21 de novembro de 2013   Publicado por: Garante Araribóia

Alteração de fachada de condomínio

A fachada de um condomínio pode ser alterada de acordo com o gosto de seu proprietário?

Alteração de fachada é um tema difícil, repleto de minúcias, e objeto de muita discussão nos condomínios.

As pessoas que adquirem uma unidade condominial geralmente desejam adaptá-la ao seu gosto e às suas necessidades e, não raro, principalmente as que nunca moraram em condomínio, acabam promovendo alterações que podem implicar em alteração da fachada.

Há alterações significativas que não dão margem a dúvidas. Outras, entretanto, dependem de interpretação. Para uns, implicam em alteração, para outros não.

Poucos autores se debruçam sobre o tema, mas, enquanto a doutrina é escassa, os tribunais são ricos em decisões sobre o assunto, pois na falta de solução amigável, resta a propositura de ação judicial, cujas decisões acabam invariavelmente sendo objeto de recurso.

Mas como cada caso é um caso, e existe muita subjetividade no trato com esse problema, o condômino, o síndico, o advogado, enfim todos que necessitam de alguma orientação têm enorme dificuldade.
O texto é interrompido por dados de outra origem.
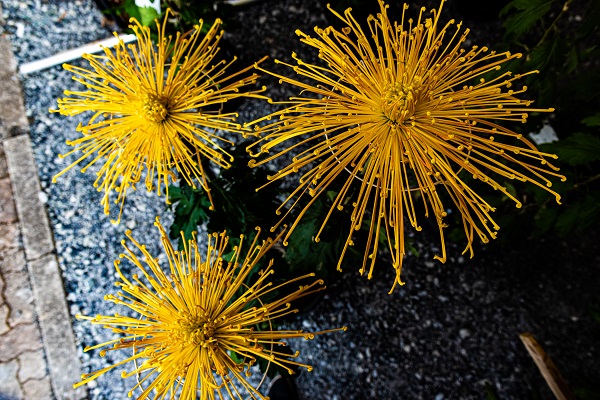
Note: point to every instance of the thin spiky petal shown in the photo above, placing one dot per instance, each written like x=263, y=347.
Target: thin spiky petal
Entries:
x=156, y=108
x=190, y=317
x=395, y=112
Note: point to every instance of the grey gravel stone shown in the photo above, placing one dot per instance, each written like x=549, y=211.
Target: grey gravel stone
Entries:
x=410, y=342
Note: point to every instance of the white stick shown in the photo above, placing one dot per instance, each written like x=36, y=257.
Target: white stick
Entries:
x=73, y=54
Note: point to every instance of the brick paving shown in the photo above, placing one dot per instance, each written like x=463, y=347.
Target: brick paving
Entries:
x=23, y=369
x=38, y=358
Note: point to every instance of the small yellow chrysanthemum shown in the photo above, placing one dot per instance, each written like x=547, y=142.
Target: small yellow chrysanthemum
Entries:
x=192, y=319
x=400, y=112
x=155, y=108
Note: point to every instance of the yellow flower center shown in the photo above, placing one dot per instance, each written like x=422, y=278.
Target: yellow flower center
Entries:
x=399, y=100
x=196, y=330
x=154, y=108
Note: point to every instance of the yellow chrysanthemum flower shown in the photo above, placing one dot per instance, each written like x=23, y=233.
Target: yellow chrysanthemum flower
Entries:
x=400, y=112
x=155, y=108
x=192, y=319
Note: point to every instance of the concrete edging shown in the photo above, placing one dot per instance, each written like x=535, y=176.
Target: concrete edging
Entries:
x=45, y=276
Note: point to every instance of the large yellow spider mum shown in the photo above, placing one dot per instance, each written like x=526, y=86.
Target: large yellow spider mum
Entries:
x=191, y=317
x=155, y=108
x=399, y=113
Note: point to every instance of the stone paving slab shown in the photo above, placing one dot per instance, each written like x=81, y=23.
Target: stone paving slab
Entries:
x=38, y=356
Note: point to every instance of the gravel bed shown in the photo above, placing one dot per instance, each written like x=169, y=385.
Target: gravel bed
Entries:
x=447, y=333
E também porque de um lado temos o direito do condomínio e, de outro, o direito de propriedade do condômino. E os limites entre um e outro, muitas vezes não é muito claro.
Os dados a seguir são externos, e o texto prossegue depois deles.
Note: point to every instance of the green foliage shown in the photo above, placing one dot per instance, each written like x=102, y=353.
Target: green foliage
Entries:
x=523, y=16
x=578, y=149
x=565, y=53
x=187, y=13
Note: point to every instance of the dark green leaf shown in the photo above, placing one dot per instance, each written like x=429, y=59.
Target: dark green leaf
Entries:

A proibição de alterar a fachada está em todas as convenções e o código civil de 2002, no artigo 1.336, cita como dever do condômino, “não alterar a forma e a cor da fachada, das partes e esquadrias externas”.

A razão dessa proibição é muito simples. Tem o objetivo principal de não descaracterizar a edificação, desvalorizando-a e, consequentemente, desvalorizando todas as unidades.
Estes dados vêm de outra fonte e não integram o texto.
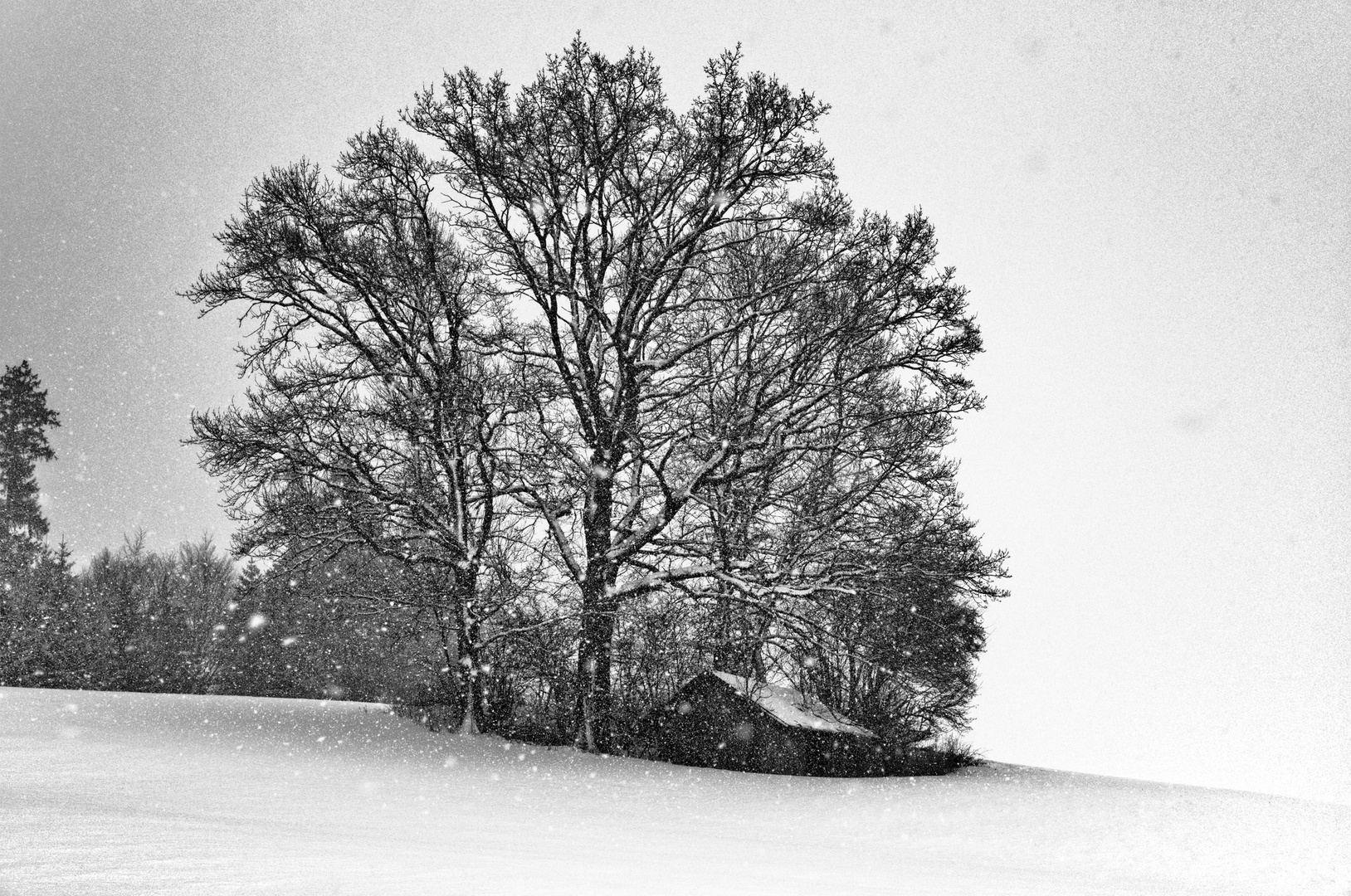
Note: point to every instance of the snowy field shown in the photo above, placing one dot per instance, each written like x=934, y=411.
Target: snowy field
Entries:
x=159, y=794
Nota-se, entretanto, algum abrandamento, como a permissão de fechamento de sacadas em vidro incolor sem esquadrias, a instalação de redes de proteção e até mesmo de aparelhos de ar condicionado, tendo em vista o conforto e as exigências da civilização.

Atualmente, o maior problema com relação aos aparelhos de ar condicionado, não é tanto a suposta alteração de fachada, mas a avaliação anterior acerca da necessidade de aumento de carga de eletricidade na entrada do prédio.

Outro problema que se apresenta é com relação àquelas alterações que não são visíveis, inclusive com aumento de área. E as cortinas, importam em alteração? A área externa dos terraços, apesar de ser área privativa, faz parte da fachada?

Assim, antes de qualquer reforma mais significativa, que não seja a simples troca de azulejos, encanamentos, pintura etc., o condômino deve contratar um engenheiro ou arquiteto para fazer o projeto, assiná-lo, recolher a competente ART (Anotação de Responsabilidade Técnica) e submetê-lo ao corpo diretivo do condomínio.

Assim agindo, evitará problemas com o condomínio e até mesmo a necessidade de desfazer parte da obra, com desperdício de dinheiro (além da multa que provavelmente lhe será imposta) e até mesmo a ação judicial.